From Point Models to Agentic AI Vulnerability Discovery
AI vulnerability discovery has moved beyond single chatbots toward orchestrated systems designed for automated code auditing and security testing. Instead of relying on one large model, leading vendors are building multi-agent architectures that coordinate scanning, reasoning, and validation across massive codebases and attack surfaces. The goal is vulnerability detection automation that compresses discovery timelines from months to minutes without sacrificing rigor. Microsoft, Google, and Tenable are converging on a similar pattern: agentic AI wrapped in strict workflows, extensive telemetry, and explicit guardrails. These platforms plug directly into existing engineering and security pipelines, treating AI as a security testing AI fabric rather than a standalone assistant. Yet, even as automation accelerates, all three providers stress that human review remains essential for confirming exploitable issues, deciding on patches, and maintaining overall security integrity.
Microsoft MDASH: Multi-Model Agents for Deep Code Audits
Microsoft’s MDASH platform illustrates how automated code auditing is being re-architected around coordinated agents. MDASH brings together more than 100 specialized AI agents that collaboratively scan, validate, debate, and prove vulnerabilities across complex products such as Windows, Hyper-V, and Azure. Rather than a single prompt chain, MDASH runs as a multi-stage pipeline, with different agents responsible for detection, lifecycle analysis, concurrency reasoning, deduplication, and exploitability checks. Microsoft reports that MDASH scored 88.45% on the public CyberGym benchmark of 1,507 real-world vulnerabilities and reached 96% recall on historical clfs.sys issues and 100% recall on tcpip.sys cases reviewed internally. The company positions MDASH as model-agnostic, emphasizing that orchestration, validation, and automated proof generation matter more than any individual model. This architecture is designed to reduce false positives while surfacing practically exploitable flaws that security teams can prioritize for action.

Google CodeMender: Guarded Rollout with Mandatory Human Review
Google’s CodeMender takes a different but complementary approach, focusing on controlled access and strict human oversight. Introduced as a security-focused AI agent, CodeMender is designed to find software vulnerabilities, trace root causes, and propose patches that undergo extensive testing before any human approval. It combines Gemini Deep Think models with static and dynamic analysis, differential testing, fuzzing, and SMT solvers to build a robust security testing AI stack. Google is now expanding API access to vetted security experts, allowing them to integrate CodeMender into existing engineering and security pipelines while still keeping the tool out of general release. Every AI-generated patch remains subject to mandatory human review, including validation, rollback checks, policy assessment, and production-readiness testing. By keeping access gated and enforcing human control over remediation, Google aims to harness vulnerability detection automation without enabling misuse or over-trusting automated fixes.

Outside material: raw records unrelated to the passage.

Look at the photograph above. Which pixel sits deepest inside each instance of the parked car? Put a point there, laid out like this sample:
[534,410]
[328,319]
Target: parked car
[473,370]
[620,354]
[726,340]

Tenable Hexa AI: Automating Exposure Management and Risk Prioritization
Tenable Hexa AI extends AI vulnerability discovery beyond code into full exposure management. As the agentic AI engine of the Tenable One Exposure Management Platform, Hexa AI uses advanced multi-step reasoning and Model Context Protocol support to build custom agents and workflows that operate at machine speed. The system leverages Tenable’s Exposure Data Fabric to turn fragmented technical signals into prioritized, business-aligned intelligence, bridging the gap between vulnerability discovery and remediation. Hexa AI orchestrates automated remediation workflows, from creating and routing tickets to generating custom policies and audit-ready reports, enabling teams to act quickly on critical exposures. It integrates directly with existing security and IT tools, so organizations can use built-in agents or deploy their own to automate end-to-end workflows. In effect, Tenable is using security testing AI not just to find issues, but to operationalize response across the entire attack surface.

Balancing Automation with Human Judgment in Security Operations
Across MDASH, CodeMender, and Hexa AI, a common pattern emerges: AI-driven systems are dramatically improving vulnerability discovery efficiency, yet none of them remove humans from the loop. Microsoft relies on multi-agent validation and exploitability checks to cut false positives before they reach security teams, but engineering and response staff still make final decisions. Google explicitly mandates human review on every CodeMender-generated patch, and keeps access restricted to expert testers to reduce misuse risks. Tenable focuses on automating exposure management workflows and prioritization, while leaving risk acceptance, policy changes, and production deployments under human control. As frontier models accelerate vulnerability detection automation, enterprises are learning that the biggest gains come when AI handles scale, correlation, and orchestration, and humans handle context, governance, and accountability. The future of automated code auditing will be measured not only in findings, but in how safely those findings translate into reliable fixes.